A patient with multifocal invasive lobular cancer and nipple adenoma. MBI was performed following 296 MBq injection Tc-99 m sestamibi and with the wide energy window using the standard collimation [shown in (a)] and the optimized collimation [shown in (b)]. Count density was improved by a factor of 2.4 with the optimized collimation.

Figure 4

MBI study acquired for 10 min following 740 MBq injection Tc-99 m sestamibi, using standard collimation, and (a) wide energy window (110–154 keV), (b) standard energy window (126–154 keV).
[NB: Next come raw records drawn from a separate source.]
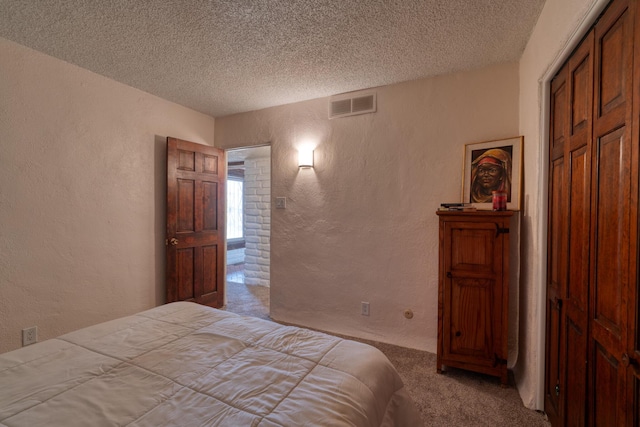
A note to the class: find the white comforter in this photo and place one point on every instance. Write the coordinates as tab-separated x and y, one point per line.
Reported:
184	364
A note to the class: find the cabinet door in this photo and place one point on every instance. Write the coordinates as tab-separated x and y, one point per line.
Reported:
473	293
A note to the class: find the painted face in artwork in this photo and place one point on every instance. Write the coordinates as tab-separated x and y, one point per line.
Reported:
491	171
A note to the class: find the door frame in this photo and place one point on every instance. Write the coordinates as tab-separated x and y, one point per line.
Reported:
249	147
544	89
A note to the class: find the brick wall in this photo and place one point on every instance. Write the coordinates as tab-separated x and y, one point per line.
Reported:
257	211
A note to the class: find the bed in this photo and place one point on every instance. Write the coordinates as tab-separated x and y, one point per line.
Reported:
185	364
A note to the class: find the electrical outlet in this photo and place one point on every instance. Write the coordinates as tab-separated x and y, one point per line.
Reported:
365	308
29	336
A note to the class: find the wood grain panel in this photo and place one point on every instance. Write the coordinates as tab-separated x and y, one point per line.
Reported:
613	67
471	319
210	267
186	160
575	383
186	196
558	115
611	262
579	218
210	206
557	213
471	249
581	90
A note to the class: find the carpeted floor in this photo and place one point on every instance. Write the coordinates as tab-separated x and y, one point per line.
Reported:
455	398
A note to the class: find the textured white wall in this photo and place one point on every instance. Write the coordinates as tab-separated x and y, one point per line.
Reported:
257	210
361	225
561	25
82	194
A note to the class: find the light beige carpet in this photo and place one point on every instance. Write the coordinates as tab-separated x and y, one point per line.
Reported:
455	398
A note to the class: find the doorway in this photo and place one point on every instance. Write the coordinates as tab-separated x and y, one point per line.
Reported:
248	230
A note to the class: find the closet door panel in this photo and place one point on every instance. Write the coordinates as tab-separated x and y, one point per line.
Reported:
556	249
614	214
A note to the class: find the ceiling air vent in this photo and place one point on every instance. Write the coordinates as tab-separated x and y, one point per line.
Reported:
351	104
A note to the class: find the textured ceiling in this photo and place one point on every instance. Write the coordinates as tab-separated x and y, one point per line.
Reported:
227	56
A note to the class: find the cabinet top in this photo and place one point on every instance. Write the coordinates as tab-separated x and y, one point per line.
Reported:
476	213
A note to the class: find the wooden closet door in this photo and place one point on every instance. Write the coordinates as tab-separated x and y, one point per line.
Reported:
556	249
569	220
575	301
614	218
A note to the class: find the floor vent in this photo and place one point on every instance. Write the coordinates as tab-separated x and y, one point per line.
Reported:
349	105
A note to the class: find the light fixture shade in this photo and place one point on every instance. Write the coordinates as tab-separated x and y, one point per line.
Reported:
305	158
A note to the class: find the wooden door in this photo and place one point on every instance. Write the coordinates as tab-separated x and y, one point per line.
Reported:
614	217
473	325
593	356
556	249
568	245
195	223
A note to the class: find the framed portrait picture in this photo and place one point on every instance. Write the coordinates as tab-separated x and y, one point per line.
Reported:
493	166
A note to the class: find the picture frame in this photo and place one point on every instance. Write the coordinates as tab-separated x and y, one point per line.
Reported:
493	165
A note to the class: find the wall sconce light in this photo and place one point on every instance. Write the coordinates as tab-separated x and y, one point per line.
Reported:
305	158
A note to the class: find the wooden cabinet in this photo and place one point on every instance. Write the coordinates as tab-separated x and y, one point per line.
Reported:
473	291
592	335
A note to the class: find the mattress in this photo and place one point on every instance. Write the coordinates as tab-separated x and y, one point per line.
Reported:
184	364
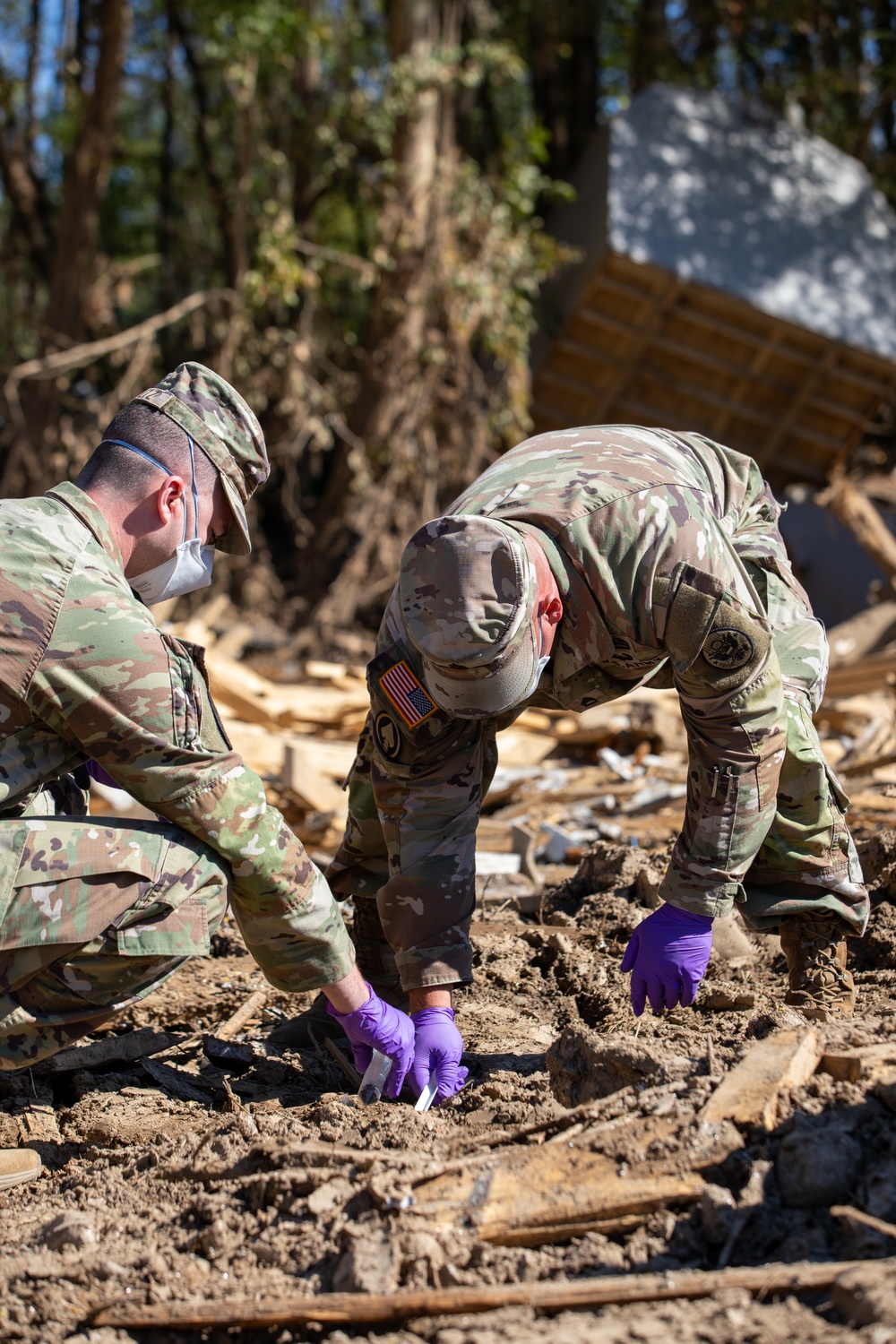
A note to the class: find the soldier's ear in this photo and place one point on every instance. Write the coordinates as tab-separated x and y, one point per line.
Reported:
168	497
The difference of images in panels (a) and (b) is shown in panel (c). Each image is displayed on the range from its individual minimum to maximum count. Count density in this patient was improved by a factor of 2.6 with the wider energy window, A 1.3 cm × 1.0 cm × 0.9 cm invasive ductal carcinoma was detected, and the wide energy window resulted in improved detection of an extension of ductal carcinoma in situ (see arrow).

Figure 5

In this patient with a 0.8 cm tubular carcinoma, low-dose MBI was performed with 296 MBq injection Tc-99 m sestamibi and acquired in eight dynamic frames. Images representing acquisition durations of 2.5, 5, 7.5, and 10 min/breast view were simulated by summing counts from either two, four, six, or eight frames, respectively. Images were acquired with optimized collimation and wide energy window. The average final assessment and individual assessments from four readers are provided, where an assessment of 3 or higher is considered positive.

Figure 6

The count density (counts/cm² in a 1.25 min frame) measured in 19 MBI clinical studies as a function of time postinjection of 296 MBq Tc-99 m sestamibi. Studies were performed with optimized collimation and wide energy window. The patient with the median count density is highlighted in bold.